No tengo ni idea sobre cómo será el futuro de mi hija pero te aseguro que mantengo altas expectativas. Y esto es tan esencial como realista. No creas que ser realista es pensar que quizás no pueda independizarse. Ser realistas como padres es apostar a que lo hará, pues tu hijo necesita las mismas expectativas y oportunidades que los demás y si tú como papá pierdes la esperanza de que lo alcance, ten por seguro que no lo hará.

Esto no quiere decir que todos lo lograrán. No puedo asegurar que todos serán independientes y vivirán solos. Ni siquiera yo puedo asegurarlo por mi hija. Nadie tiene nada asegurado. Pero lo que sí puedo asegurar es que si pienso de antemano que no podrá hacerlo no haré nada para que suceda. Es decir, mantener buenas expectativas me ayuda a accionar para darle las herramientas que necesita para la vida independiente.

Si alguna vez alguien quiere robarte la esperanza de que tu hijo sea independiente, autónomo y logre vivir en su propia casa, no dejes que esa persona acabe de un plumazo con tu sueño, porque con ello estará rompiendo la posibilidad de tu hijo de llevar una vida independiente.

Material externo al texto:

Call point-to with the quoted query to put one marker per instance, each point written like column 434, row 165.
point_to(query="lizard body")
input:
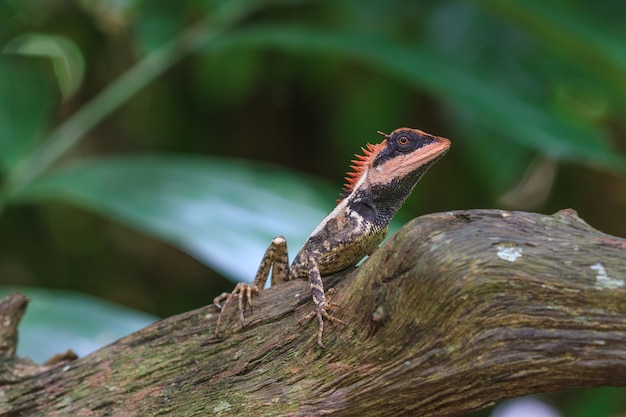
column 377, row 187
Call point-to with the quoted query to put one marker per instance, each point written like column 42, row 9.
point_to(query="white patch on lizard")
column 509, row 253
column 342, row 206
column 603, row 281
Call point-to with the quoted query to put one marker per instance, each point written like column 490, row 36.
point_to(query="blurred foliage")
column 136, row 133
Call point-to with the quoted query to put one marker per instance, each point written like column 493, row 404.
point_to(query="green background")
column 150, row 150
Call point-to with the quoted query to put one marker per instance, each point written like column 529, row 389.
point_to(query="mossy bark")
column 455, row 312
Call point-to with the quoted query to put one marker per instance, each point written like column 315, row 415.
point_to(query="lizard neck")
column 378, row 203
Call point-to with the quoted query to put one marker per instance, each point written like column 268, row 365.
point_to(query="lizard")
column 380, row 181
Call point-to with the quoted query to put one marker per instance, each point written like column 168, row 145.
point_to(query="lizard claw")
column 240, row 291
column 321, row 314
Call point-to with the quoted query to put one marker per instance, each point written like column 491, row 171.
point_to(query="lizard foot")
column 321, row 314
column 240, row 291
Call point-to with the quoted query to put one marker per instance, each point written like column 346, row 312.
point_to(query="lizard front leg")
column 319, row 299
column 276, row 257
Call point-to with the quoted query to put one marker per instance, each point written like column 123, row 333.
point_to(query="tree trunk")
column 455, row 312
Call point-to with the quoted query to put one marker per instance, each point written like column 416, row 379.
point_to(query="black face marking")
column 365, row 210
column 402, row 141
column 383, row 201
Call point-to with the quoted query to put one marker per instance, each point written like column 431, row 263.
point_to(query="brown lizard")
column 381, row 180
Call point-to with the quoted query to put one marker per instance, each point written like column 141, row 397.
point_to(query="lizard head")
column 399, row 160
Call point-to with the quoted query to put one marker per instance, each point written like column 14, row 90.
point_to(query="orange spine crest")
column 359, row 166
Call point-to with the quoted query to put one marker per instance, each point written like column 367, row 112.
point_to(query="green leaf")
column 508, row 115
column 567, row 31
column 223, row 212
column 27, row 98
column 56, row 321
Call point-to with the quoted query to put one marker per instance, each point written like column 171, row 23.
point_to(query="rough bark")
column 455, row 312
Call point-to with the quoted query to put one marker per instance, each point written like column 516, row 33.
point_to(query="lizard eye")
column 404, row 143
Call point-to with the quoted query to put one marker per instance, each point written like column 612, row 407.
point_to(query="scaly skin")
column 381, row 181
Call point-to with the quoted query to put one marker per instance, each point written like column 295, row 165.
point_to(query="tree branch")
column 455, row 312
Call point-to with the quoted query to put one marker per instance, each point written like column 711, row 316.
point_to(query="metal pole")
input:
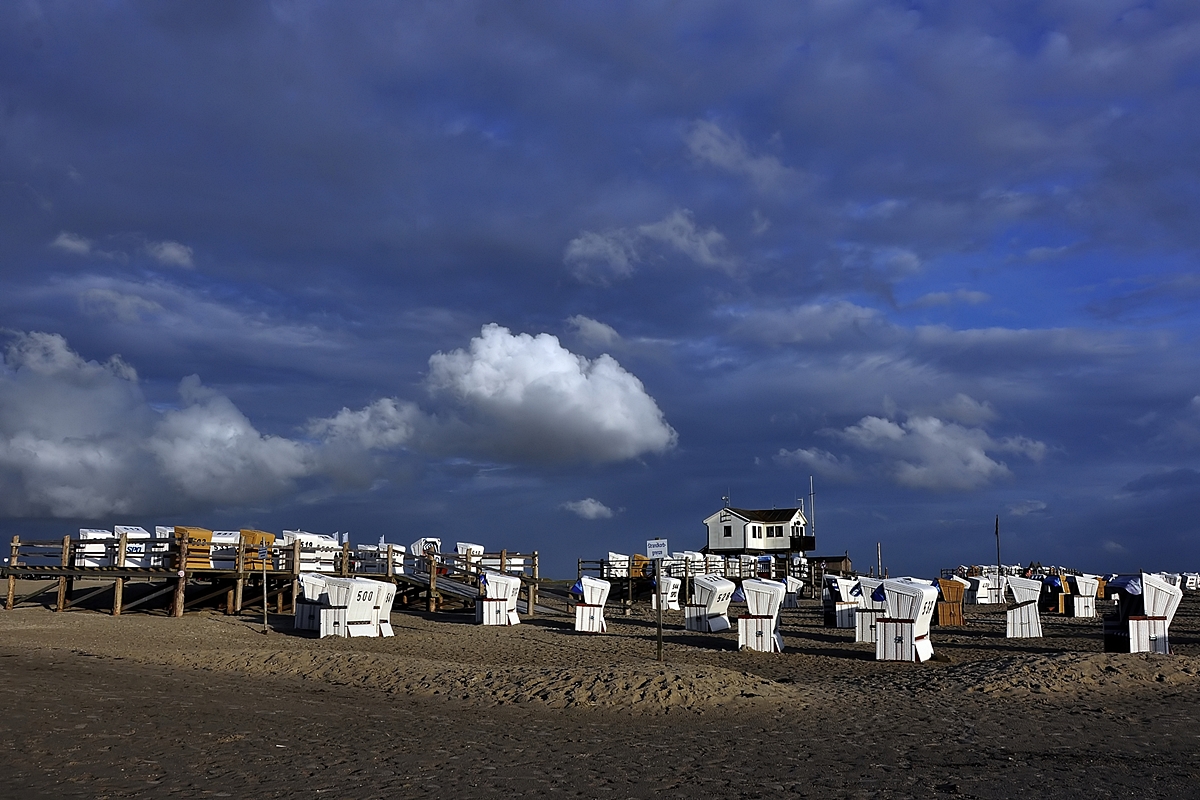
column 999, row 569
column 264, row 593
column 658, row 600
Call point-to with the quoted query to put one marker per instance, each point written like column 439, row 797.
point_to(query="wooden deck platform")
column 180, row 575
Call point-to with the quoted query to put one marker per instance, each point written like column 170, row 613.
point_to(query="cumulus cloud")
column 951, row 298
column 599, row 258
column 588, row 509
column 930, row 453
column 593, row 332
column 1026, row 507
column 707, row 143
column 1175, row 480
column 384, row 425
column 821, row 462
column 604, row 257
column 214, row 453
column 171, row 253
column 73, row 244
column 109, row 304
column 809, row 324
column 78, row 438
column 527, row 397
column 964, row 408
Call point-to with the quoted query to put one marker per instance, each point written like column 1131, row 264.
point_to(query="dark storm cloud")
column 906, row 246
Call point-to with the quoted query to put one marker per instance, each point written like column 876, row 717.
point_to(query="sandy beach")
column 144, row 705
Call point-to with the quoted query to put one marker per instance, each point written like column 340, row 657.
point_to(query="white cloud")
column 529, row 398
column 930, row 453
column 72, row 244
column 600, row 258
column 709, row 144
column 213, row 452
column 78, row 438
column 384, row 425
column 593, row 332
column 588, row 509
column 822, row 462
column 171, row 253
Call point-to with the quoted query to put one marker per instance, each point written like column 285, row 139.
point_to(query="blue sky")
column 562, row 276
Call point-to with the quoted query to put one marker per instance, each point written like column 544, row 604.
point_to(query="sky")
column 563, row 276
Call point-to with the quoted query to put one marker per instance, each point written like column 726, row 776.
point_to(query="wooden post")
column 12, row 578
column 119, row 584
column 295, row 572
column 63, row 581
column 533, row 587
column 239, row 583
column 177, row 605
column 629, row 579
column 431, row 602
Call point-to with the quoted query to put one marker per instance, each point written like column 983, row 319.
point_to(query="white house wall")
column 742, row 539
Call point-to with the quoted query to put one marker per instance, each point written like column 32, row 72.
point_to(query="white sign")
column 657, row 548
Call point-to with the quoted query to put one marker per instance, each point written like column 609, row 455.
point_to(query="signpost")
column 657, row 549
column 262, row 557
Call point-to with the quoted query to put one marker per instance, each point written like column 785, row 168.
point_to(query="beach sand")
column 210, row 705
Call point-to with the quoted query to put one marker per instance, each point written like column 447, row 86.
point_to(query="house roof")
column 766, row 515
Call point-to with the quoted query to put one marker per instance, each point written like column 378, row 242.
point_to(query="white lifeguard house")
column 753, row 531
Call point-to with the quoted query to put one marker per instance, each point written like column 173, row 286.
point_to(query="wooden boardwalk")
column 191, row 571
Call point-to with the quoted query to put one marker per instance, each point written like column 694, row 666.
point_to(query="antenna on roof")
column 813, row 509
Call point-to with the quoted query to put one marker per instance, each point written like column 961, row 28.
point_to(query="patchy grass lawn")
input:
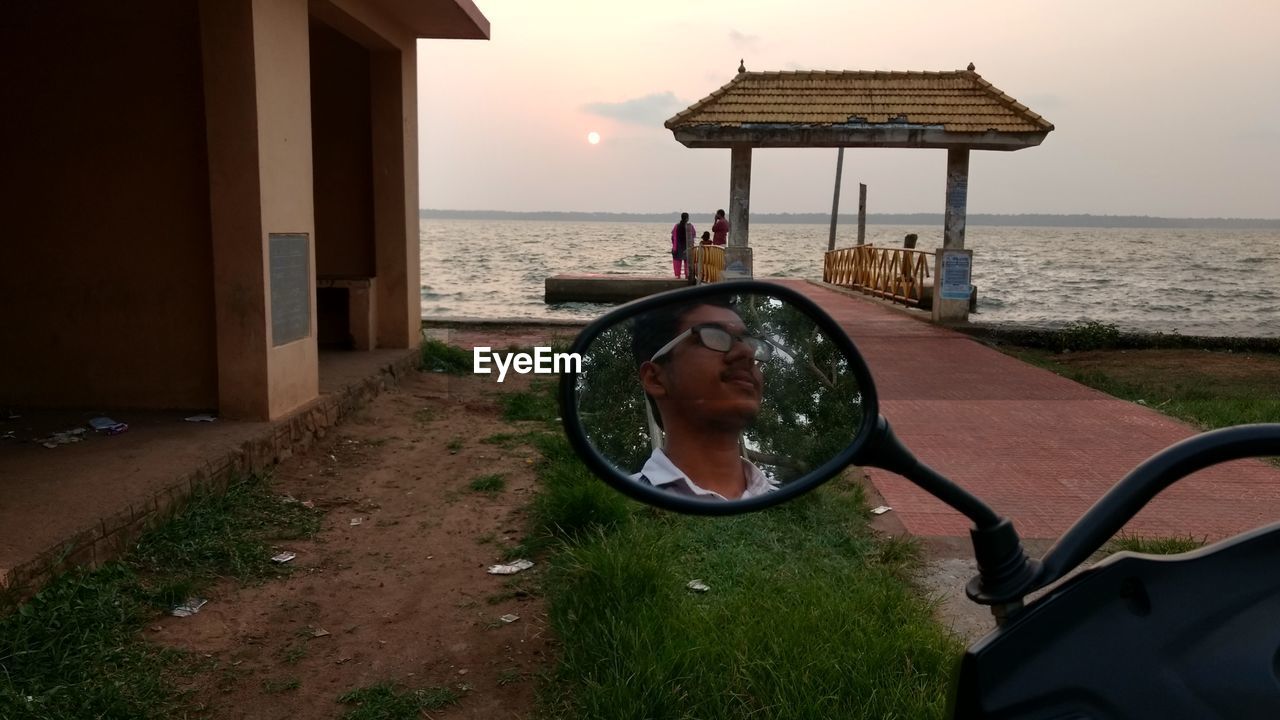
column 808, row 614
column 74, row 650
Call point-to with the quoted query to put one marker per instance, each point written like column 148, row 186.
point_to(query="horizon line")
column 826, row 213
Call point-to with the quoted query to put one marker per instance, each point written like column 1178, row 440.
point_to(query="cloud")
column 648, row 110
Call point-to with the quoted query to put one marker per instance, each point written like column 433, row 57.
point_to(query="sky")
column 1161, row 108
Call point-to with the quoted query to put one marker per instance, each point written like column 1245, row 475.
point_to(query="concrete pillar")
column 393, row 92
column 952, row 277
column 739, row 195
column 862, row 213
column 361, row 314
column 737, row 253
column 257, row 112
column 835, row 199
column 958, row 197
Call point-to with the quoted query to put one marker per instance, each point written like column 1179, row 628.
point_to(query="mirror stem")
column 1006, row 573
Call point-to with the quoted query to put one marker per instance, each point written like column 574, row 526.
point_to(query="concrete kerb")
column 108, row 537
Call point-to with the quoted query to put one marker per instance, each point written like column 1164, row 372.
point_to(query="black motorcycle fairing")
column 1138, row 636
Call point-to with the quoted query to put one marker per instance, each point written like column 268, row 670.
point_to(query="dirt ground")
column 394, row 587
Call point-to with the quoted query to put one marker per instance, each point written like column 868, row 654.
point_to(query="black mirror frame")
column 604, row 470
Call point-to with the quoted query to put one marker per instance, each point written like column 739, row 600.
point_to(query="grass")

Frecuentemente me escriben familiares de niños con este síndrome diciendo que los aman pero no esperan mucho de ellos. Con estas afirmaciones lo único que hacen es poner a la persona en el lugar de la no autovalía, creyendo que no podrán valerse por sí mismos. Pero yo los aliento a mantener buenas expectativas de vida y desarrollo para sus hijos. ¿Por qué? No solamente porque las personas con síndrome de Down pueden hacerlo y hay muchos que viven solos o con su propia familia, sino también porque cuando hay expectativas generamos acciones para alcanzarlas. Si yo pienso que mi hija no logrará desenvolverse sola en determinadas situaciones, probablemente eso ocurra por la simple razón de que entonces no le daré herramientas para alcanzar ese logro.

Ser realistas no es pensar que quizás no puedan vivir solos sino actuar con esa meta como inspiración diaria para proporcionar las formas, los saberes y las habilidades que harán que nuestros hijos logren, en mayor o menor medida, autonomía e independencia.

Muchas veces sucede que las propias familias no apuestan mucho por su hijo con síndrome de Down y entonces dan por perdida la batalla, privando a su ser querido de oportunidades para que logre organizarse para vivir, trabajar, socializar, incluso comunicarse.

Todas las personas tienen capacidad de aprendizajes nuevos. Tener confianza en que, con los apoyos necesarios, tu hijo logrará muchas cosas es clave. Luego puede ocurrir que no alcance algo que esperabas pero ello no debería ser motivo para frustrarse sino para saber que haz hecho lo mejor que pudiste y que tu hijo ha recibido todo lo que estaba a tu alcance. Ser realistas es saber que las personas con este síndrome necesitan que tengamos las mejores expectativas sobre ellos y que van a tener lo que necesitan y van a ser apoyados en sus desafíos.

Respecto de la vivienda, pensar que no vale la pena que tengan una casa es anularlos como herederos de algún patrimonio y subestimar la capacidad de la persona para hacerse valer. Desconfiar de la red familiar y de amigos que podrían ayudar a supervisar la vida autónoma de nuestros hijos cuando no estemos tampoco tiene sentido y no contribuye a alimentar los lazos que luego tenderán la mano hacia aquel que lo necesita.

Si eres papá o mamá de un niño con síndrome de Down, no dejes que nadie destruya tus sueños porque con ello también estarás destruyendo las oportunidades de tu hijo. No lo permitas!